The real estate industry, one of the largest proponents of bolstering Ontario’s transit system, is coming out fighting against parking charges that have been recommended as a means of paying for improvements.
A number of major industry groups have banded together to argue against new parking charges, and intend to make their case public Friday morning. They include the Real Property Association of Canada, the International Council of Shopping Centres and the Building Owners and Managers Association of the Greater Toronto Area.
“We are 100 per cent in favour of investment in this city and the region,” says Michael Turner, the president of the Greater Toronto chapter of NAIOP, the commercial real estate development association. But the group wants a more equitable mechanism for raising the funds to invest in transit, one that would include a greater cross-section of participants, he says. The real estate industry feels that a parking tax leans too heavily on commercial property developers to pay for improvements that will be enjoyed by the region as a whole, Mr. Turner suggests.
The strong reaction comes after the province’s Metrolinx transit agency released a highly anticipated report this week with suggestions for raising money to pay for a massive revitalization and expansion of the transit system.
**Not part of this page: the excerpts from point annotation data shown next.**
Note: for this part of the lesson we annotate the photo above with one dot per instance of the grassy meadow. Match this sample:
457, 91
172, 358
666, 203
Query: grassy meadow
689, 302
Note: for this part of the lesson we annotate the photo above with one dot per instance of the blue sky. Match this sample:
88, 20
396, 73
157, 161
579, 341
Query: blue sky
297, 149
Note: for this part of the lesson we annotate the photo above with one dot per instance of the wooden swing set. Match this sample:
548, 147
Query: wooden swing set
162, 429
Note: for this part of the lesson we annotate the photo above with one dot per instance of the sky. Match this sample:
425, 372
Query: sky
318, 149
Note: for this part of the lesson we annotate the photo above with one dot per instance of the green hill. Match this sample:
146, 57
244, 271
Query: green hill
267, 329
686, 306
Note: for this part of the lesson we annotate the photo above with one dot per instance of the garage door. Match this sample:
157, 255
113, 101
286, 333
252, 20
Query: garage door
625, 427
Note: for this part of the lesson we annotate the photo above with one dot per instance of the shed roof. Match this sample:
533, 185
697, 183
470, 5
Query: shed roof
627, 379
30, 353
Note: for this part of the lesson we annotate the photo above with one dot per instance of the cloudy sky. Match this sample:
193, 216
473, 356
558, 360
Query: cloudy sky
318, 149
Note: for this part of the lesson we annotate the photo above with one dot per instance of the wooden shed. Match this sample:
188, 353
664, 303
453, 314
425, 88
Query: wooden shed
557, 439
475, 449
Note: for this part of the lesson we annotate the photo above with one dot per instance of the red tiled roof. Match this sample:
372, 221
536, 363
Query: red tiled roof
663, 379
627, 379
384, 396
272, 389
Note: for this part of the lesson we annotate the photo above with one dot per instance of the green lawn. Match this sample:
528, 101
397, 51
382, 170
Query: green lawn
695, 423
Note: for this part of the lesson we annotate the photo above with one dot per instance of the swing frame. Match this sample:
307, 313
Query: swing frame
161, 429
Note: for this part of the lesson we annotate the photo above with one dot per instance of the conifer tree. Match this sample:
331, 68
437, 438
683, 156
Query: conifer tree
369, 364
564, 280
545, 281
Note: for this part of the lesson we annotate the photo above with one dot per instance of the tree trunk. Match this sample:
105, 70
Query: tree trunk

Premier Kathleen Wynne wants to go forward with a $34-billion strategy to bolster transit in southern Ontario, and Metrolinx’s ideas to raise funds for the projects include a 1 per cent HST increase, a gas tax and the parking charges. The government will now study such options – and hold consultations – before making decisions.
Mr. Turner says his group does not oppose, for example, sales tax increases. But it is adamantly opposed to the parking levy. “First of all, it’s double taxation,” he says. “The value of parking stalls are already accounted for in the assessed values of the property,” and property tax is therefore paid on them, he notes.
The suggested parking tax would likely apply to off-street non-residential parking at an average rate of 25 cents per parking spot per day, REALpac noted, adding that in its view the tax unfairly targets only one industry.
“We support efforts by the government to improve transit,” says REALpac chairman Stephen Taylor. “However, when it comes to funding, everyone should be treated equally and fairly.”
The industry also argues that the levy will be a “hidden tax,” paid for by the suppliers of parking and their tenants – such as shopping centres, offices and industrial facilities – rather than users, and will therefore have no impact when it comes to encouraging individuals to use transit or reducing congestion.
The levy would apply only to non-residential commercial properties, and other buildings such as condos, hospitals and schools would be exempt, Mr. Turner says. “It targets a very narrow segment of the business community – commercial property owners,” he says.
Patti Parente, chairwoman of government relations at the International Council of Shopping Centres, said that the various real estate groups will continue to work with the government toward obtaining better dedicated transit funding.
“A parking tax unfairly targets a select segment of the economy which is grossly punitive and will do nothing to alter driving behaviour,” she says.